The DNA repair pathway as a therapeutic target to synergize with trastuzumab deruxtecan in HER2-targeted antibody-drug conjugate-resistant HER2-overexpressing breast cancer
Background: Anti-HER2 therapies, including the HER2-targeting antibody-drug conjugates (ADCs) trastuzumab emtansine (T-DM1) and trastuzumab deruxtecan (T-DXd), have significantly improved survival outcomes for patients with HER2-overexpressing (HER2+) metastatic breast cancer. However, resistance—whether intrinsic or acquired—remains a major clinical challenge, with no established standard of care once disease progression occurs. This study aimed to uncover the mechanisms underlying resistance to T-DM1 and T-DXd in both patients and preclinical models, and to identify therapeutic targets whose inhibition could enhance the efficacy of T-DXd in resistant HER2+ breast cancer, both in vitro and in vivo.

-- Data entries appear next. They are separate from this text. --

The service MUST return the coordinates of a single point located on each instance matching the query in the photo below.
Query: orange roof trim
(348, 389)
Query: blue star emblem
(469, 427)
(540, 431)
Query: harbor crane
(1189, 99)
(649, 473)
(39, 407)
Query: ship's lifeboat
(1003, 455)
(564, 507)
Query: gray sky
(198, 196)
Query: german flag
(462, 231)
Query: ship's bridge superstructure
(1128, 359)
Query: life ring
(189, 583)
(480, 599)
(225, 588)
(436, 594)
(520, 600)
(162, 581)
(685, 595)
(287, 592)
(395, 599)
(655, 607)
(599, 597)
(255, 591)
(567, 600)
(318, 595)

Methods: We performed targeted DNA sequencing and whole transcriptome analysis on breast cancer tissue samples from patients to identify genetic changes that develop following anti-HER2 therapy. Additionally, we developed T-DM1 and T-DXd-resistant HER2+ breast cancer cell lines. To investigate resistance mechanisms and discover synergistic kinase targets for boosting T-DXd efficacy, we utilized a range of techniques including fluorescence in situ hybridization, droplet digital PCR, Western blotting, whole-genome sequencing, cDNA microarrays, and kinome RNA interference (RNAi) screening. Further, cell viability, colony formation, and xenograft models were used to evaluate the antitumor effects of T-DXd in combination with other agents.

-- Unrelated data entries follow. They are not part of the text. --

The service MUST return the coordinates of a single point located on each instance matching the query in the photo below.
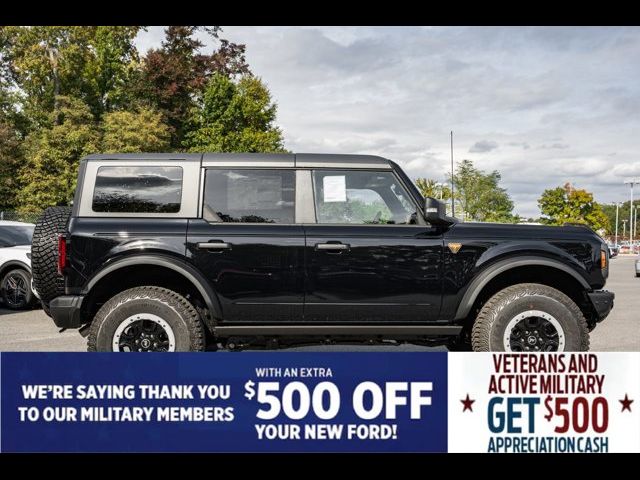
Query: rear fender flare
(187, 271)
(484, 277)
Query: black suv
(173, 252)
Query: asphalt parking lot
(33, 331)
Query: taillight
(62, 253)
(603, 259)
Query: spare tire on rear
(44, 254)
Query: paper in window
(334, 188)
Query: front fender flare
(484, 277)
(178, 266)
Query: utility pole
(453, 202)
(635, 222)
(631, 183)
(617, 207)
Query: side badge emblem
(454, 247)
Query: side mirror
(435, 212)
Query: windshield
(11, 236)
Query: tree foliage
(236, 117)
(568, 204)
(53, 153)
(174, 76)
(430, 188)
(10, 162)
(132, 132)
(66, 91)
(47, 62)
(480, 196)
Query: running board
(361, 330)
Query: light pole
(631, 183)
(635, 222)
(617, 207)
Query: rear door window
(249, 196)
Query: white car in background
(15, 264)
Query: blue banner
(224, 402)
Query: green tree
(47, 62)
(52, 156)
(10, 161)
(430, 188)
(568, 204)
(111, 66)
(132, 132)
(235, 117)
(480, 195)
(173, 77)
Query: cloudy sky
(541, 105)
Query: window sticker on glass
(334, 188)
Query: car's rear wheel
(530, 318)
(16, 289)
(146, 319)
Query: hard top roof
(294, 159)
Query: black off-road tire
(173, 308)
(44, 254)
(492, 321)
(8, 298)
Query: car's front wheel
(530, 317)
(146, 319)
(16, 289)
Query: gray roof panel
(282, 160)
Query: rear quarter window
(145, 189)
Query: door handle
(214, 246)
(332, 247)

Results: Our analysis revealed reduced HER2 expression and amplification of DNA repair-related genes in post-therapy patient samples. In the T-DM1 and T-DXd-resistant cell lines, resistance was linked to decreased ERBB2 gene amplification, driven by DNA damage and epigenetic changes. Through unbiased RNAi screening, the DNA repair pathway emerged as a promising target to enhance the activity of T-DXd. We confirmed that combining T-DXd with elimusertib, an inhibitor of ataxia telangiectasia and Rad3-related protein (ATR), significantly increased cancer cell death both in vitro (P < 0.01) and in vivo (P < 0.01) compared to monotherapy.
Conclusions: DNA repair pathways play a crucial role in resistance to HER2-targeted ADCs. Our findings support further clinical investigation of combination treatments using T-DXd and DNA repair-targeting agents, such as ATR inhibitors, to overcome resistance in HER2+ breast cancer.